Do I need to name this company's status (e.g. "According to [company], market leader in [technology], ...") to validate the source? If so, would simply citing Wikipedia for this fact suffice, assuming their prevailing status on the market needs to be proven as well?

Since Wikipedia content can be changed at any moment, any citation to a Wikipedia article needs to refer to a specific revision of the article. And of course, that revision might just reflect one person's view, and that one person might or might not have a conflict of interest, which might or might not be discernible to the reader.

If you want to use Wikipedia to justify something like this, you'll need more than just the article. You might find that a statement like "company A is a leader in industry B" has footnotes; if so, look at those footnotes and see if one or more of them is worthy of citation. (A news article from a well-respected publication, that actually says that? Yes. Somebody's LinkedIn profile? No.) Or, by visiting the Wikipedia article's talk page, you might find that several Wikipedia editors have discussed the point, and decided that it belongs in the article for various reasons. Or, again by looking at the talk page, you might find that the article went through one of Wikipedia's formal peer review processes (like "featured article" or "good article") and that the statement withstood challenges in that discussion.

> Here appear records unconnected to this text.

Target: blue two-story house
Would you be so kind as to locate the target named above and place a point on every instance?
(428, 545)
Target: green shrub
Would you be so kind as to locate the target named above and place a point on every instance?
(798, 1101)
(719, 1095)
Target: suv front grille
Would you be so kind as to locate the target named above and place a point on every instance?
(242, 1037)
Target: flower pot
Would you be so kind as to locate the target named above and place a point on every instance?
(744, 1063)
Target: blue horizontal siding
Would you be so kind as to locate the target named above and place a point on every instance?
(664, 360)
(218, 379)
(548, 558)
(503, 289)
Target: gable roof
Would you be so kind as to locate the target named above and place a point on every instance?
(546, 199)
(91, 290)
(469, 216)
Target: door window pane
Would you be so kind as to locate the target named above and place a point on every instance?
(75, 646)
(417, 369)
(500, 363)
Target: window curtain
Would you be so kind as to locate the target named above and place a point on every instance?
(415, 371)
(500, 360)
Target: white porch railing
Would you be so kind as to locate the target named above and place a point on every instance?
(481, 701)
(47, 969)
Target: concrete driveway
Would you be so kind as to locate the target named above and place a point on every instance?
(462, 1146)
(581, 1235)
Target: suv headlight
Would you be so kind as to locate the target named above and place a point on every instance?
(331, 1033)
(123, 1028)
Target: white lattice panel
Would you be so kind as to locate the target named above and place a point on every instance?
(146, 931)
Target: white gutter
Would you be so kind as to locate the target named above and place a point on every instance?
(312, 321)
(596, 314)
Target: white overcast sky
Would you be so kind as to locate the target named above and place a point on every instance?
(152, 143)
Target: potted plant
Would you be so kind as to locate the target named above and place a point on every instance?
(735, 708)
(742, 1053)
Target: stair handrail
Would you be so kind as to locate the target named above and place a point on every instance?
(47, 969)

In any of those cases, the thing to cite is not the Wikipedia article itself, but the stuff that justifies the statement in the Wikipedia article. That is, the news publication used as a footnote, or the discussion on Wikipedia's talk page, or the Wikipedia review page.

Disclaimer and statement of expertise: I have been a Wikipedia editor since 2006, I run a business advising companies on Wikipedia engagement, and I designed the Wikimedia Foundation's first program to engage university professors in assigning Wikipedia writing to their students.